By staying a total of three days, I had enough time to visit the whole of the Iguazú waterfall system, which consists of 275 falls along almost 3 kilometers of the same named river (except for 900 meters, where no water runs over the cliff edge). The water flow rate peaks at 1’500 m³/s with a height of the falls that peaks at 82 meters for the highest ones. Contrary to common belief, there seems to be no record entry for these falls.
The Iguazú falls are nowhere near the highest (record: Angel Falls, Venezuela at 979 metres total height), widest (Victoria Falls, Zambia & Zimbabwe at 1680 meters width) nor do they have the most water flow (record: Boyoma Falls, Congo at 17’000 m³/s). However, the Iguazú falls are among the most scenic ones I have encountered.

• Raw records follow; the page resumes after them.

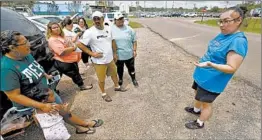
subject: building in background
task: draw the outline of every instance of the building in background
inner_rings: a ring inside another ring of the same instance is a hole
[[[65,2],[64,4],[41,3],[37,2],[32,8],[35,15],[84,15],[85,10],[88,10],[88,5],[81,4],[81,1]]]
[[[122,13],[129,14],[129,5],[125,4],[125,3],[120,3],[119,11],[122,12]]]

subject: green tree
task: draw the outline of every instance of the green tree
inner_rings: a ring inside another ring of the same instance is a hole
[[[215,12],[215,13],[217,13],[217,12],[219,12],[220,11],[220,9],[218,8],[218,6],[214,6],[214,7],[212,7],[211,9],[210,9],[210,12]]]

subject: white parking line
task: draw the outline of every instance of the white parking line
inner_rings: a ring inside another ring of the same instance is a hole
[[[194,37],[197,37],[197,36],[199,36],[199,35],[200,35],[200,34],[196,34],[196,35],[188,36],[188,37],[183,37],[183,38],[172,38],[172,39],[169,39],[169,41],[184,40],[184,39],[194,38]]]

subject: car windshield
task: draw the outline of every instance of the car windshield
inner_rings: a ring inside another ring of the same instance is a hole
[[[42,32],[23,15],[1,7],[1,31],[4,30],[19,31],[25,36],[42,34]]]
[[[108,18],[114,18],[114,14],[107,14]]]
[[[48,20],[46,18],[35,18],[35,19],[32,19],[32,20],[37,21],[39,23],[42,23],[44,25],[47,25],[50,22],[50,20]]]

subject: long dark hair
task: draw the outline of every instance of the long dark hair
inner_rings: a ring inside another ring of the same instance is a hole
[[[78,20],[77,20],[77,24],[79,25],[79,22],[80,22],[81,19],[84,21],[85,28],[88,29],[88,25],[87,25],[86,20],[85,20],[84,17],[80,17],[80,18],[78,18]]]
[[[73,21],[70,19],[70,17],[66,17],[66,18],[62,21],[61,26],[62,26],[62,28],[64,28],[66,25],[70,25],[70,24],[72,24],[72,23],[73,23]]]

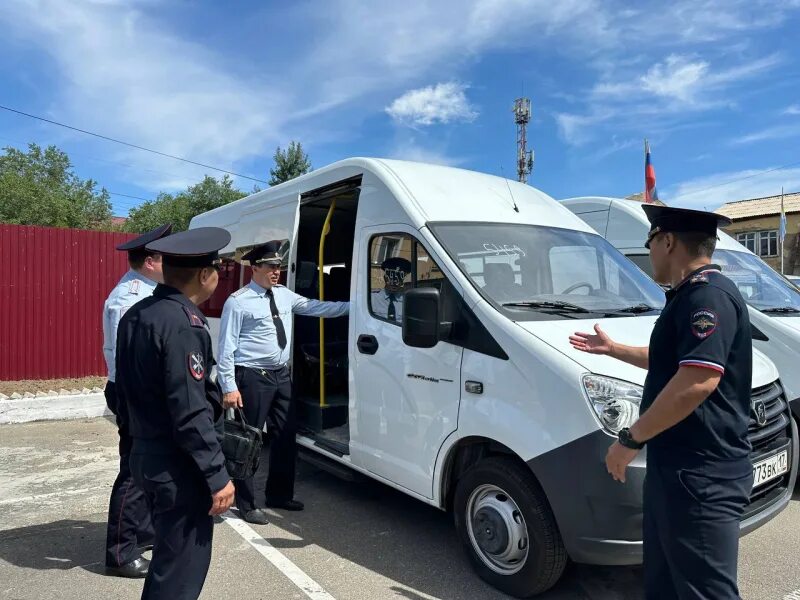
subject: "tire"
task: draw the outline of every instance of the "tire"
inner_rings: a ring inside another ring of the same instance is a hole
[[[564,572],[567,552],[547,498],[513,458],[491,457],[471,467],[456,484],[453,512],[473,567],[497,589],[530,598]]]

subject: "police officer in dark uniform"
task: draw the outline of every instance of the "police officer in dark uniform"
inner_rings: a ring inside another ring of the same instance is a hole
[[[130,467],[155,528],[142,598],[194,599],[211,561],[212,515],[234,498],[220,444],[222,404],[197,308],[219,281],[224,229],[205,227],[147,245],[164,258],[164,284],[131,307],[117,335],[120,419],[133,438]]]
[[[647,368],[639,420],[609,448],[608,472],[647,446],[645,595],[739,598],[739,519],[753,485],[747,425],[752,338],[736,285],[711,264],[717,227],[703,211],[645,205],[653,276],[669,284],[649,348],[624,346],[598,326],[570,338],[579,350]]]
[[[111,290],[103,305],[103,356],[108,368],[105,397],[109,410],[116,416],[116,370],[114,355],[117,349],[117,327],[122,315],[134,304],[148,298],[156,285],[163,281],[161,255],[148,252],[145,246],[169,235],[172,225],[166,224],[117,246],[128,253],[130,269]],[[106,527],[106,573],[119,577],[145,577],[150,564],[141,555],[152,545],[153,523],[144,493],[133,481],[128,459],[131,436],[117,420],[119,433],[119,473],[111,488]]]

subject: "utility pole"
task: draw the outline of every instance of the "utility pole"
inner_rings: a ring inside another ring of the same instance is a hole
[[[528,123],[531,120],[530,98],[514,100],[514,122],[517,124],[517,179],[528,182],[533,170],[533,150],[528,150]]]

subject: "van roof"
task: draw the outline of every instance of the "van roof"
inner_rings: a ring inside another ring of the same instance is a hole
[[[566,207],[570,207],[578,203],[590,203],[594,204],[598,210],[609,209],[613,206],[615,209],[627,213],[642,224],[642,227],[645,229],[642,235],[643,239],[647,235],[646,231],[650,229],[650,222],[647,220],[644,210],[642,210],[642,203],[636,202],[635,200],[625,200],[623,198],[611,198],[607,196],[579,196],[576,198],[566,198],[561,200],[561,203]],[[735,252],[747,252],[752,254],[750,250],[745,248],[742,244],[737,242],[721,229],[717,229],[717,236],[719,237],[719,241],[717,242],[718,249],[733,250]]]
[[[298,202],[305,192],[357,174],[371,175],[383,183],[417,228],[437,221],[504,222],[594,233],[567,208],[529,185],[466,169],[383,158],[333,163],[198,215],[190,228],[232,226],[244,215],[252,218],[255,211]],[[519,212],[514,210],[515,203]],[[232,247],[255,241],[234,240]]]

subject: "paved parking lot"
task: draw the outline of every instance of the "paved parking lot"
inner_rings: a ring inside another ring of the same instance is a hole
[[[0,426],[0,598],[138,598],[141,581],[102,575],[105,511],[117,463],[105,419]],[[301,465],[302,513],[215,528],[203,598],[507,598],[470,569],[449,515],[373,482]],[[800,494],[742,540],[750,600],[800,598]],[[277,565],[277,566],[276,566]],[[280,567],[280,568],[279,568]],[[545,600],[641,598],[639,568],[570,565]],[[305,589],[305,591],[304,591]]]

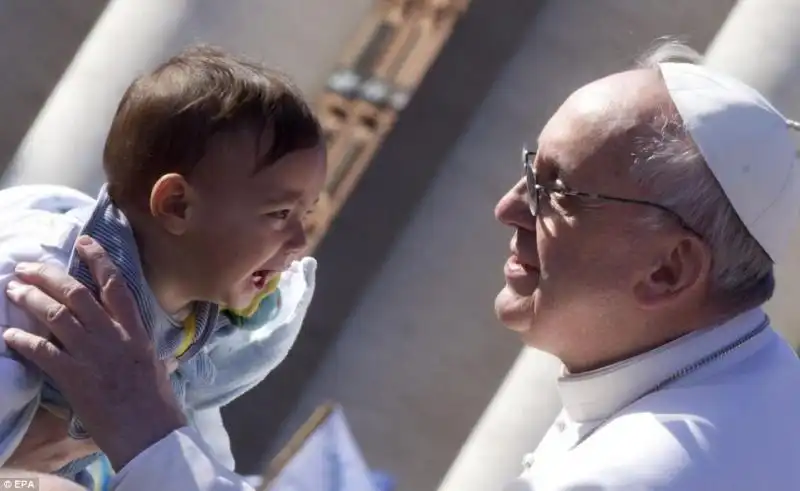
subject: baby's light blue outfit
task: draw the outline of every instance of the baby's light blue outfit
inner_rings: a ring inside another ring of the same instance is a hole
[[[70,274],[97,292],[88,268],[74,254],[78,236],[90,235],[108,252],[133,292],[159,358],[176,357],[186,331],[159,307],[144,279],[130,224],[105,187],[96,201],[61,186],[9,188],[0,191],[0,210],[0,288],[5,290],[14,266],[24,261],[68,266]],[[194,306],[193,339],[177,356],[178,368],[170,377],[190,424],[201,434],[202,423],[194,418],[197,411],[218,410],[261,382],[286,357],[311,302],[315,274],[313,258],[296,261],[281,276],[276,292],[244,325],[234,325],[215,304]],[[0,295],[0,330],[28,329],[32,322]],[[0,466],[19,444],[40,404],[69,409],[58,390],[40,372],[22,364],[1,339]],[[87,437],[75,416],[70,433]],[[84,469],[99,457],[72,462],[58,474],[91,486]]]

After seeing the impressive Argentinean side, where the catwalks are located very near on the top and at the bottom of some falls, I went to see the Brazilian side. Well, I already mentioned how I felt about that side of the falls. In Brazil, there is essentially one long catwalk along the upper rim of the river, where I did take endless series of panoramic pictures from the falls. Towards the end of the walk, some sort of catwalk over the falls provides the most scenic view. Although being a very good spot to take pictures, I found it somehow to be less impressive than what I had seen the day before on the Argentinean side. I guess, it boils down to the sequence in visiting the falls: I should have done them the other way around by starting in Brazil.
Entrance fees are high on the agenda in most discussions among travellers: Brazil charges 35 Arg.Pesos (10 US$), while Argentina charges 60 Arg.Pesos (17.5 US$) after a 50% price increase for many sites throughout the country as per 1.1.2009. Visiting both sides of the falls therefore puts a serious dent in any backpacker’s budget.
Coming at 4 Arg.Pesos for locals, the entrance fee for tourists (15 times as much)feels a bit like a slap in the face. And the salary statistics for IT workers in Argentina doesn’t really explain this gap. Then again, taking only the statistics from my particular working area is a bit subjective. Anyhow, the entrance fee for tourists to the Iguazú falls could be as five times as high and there would be probably still be a few backpackers that would make it there. Because it is definitely a major scenic spot in South America, not to be missed.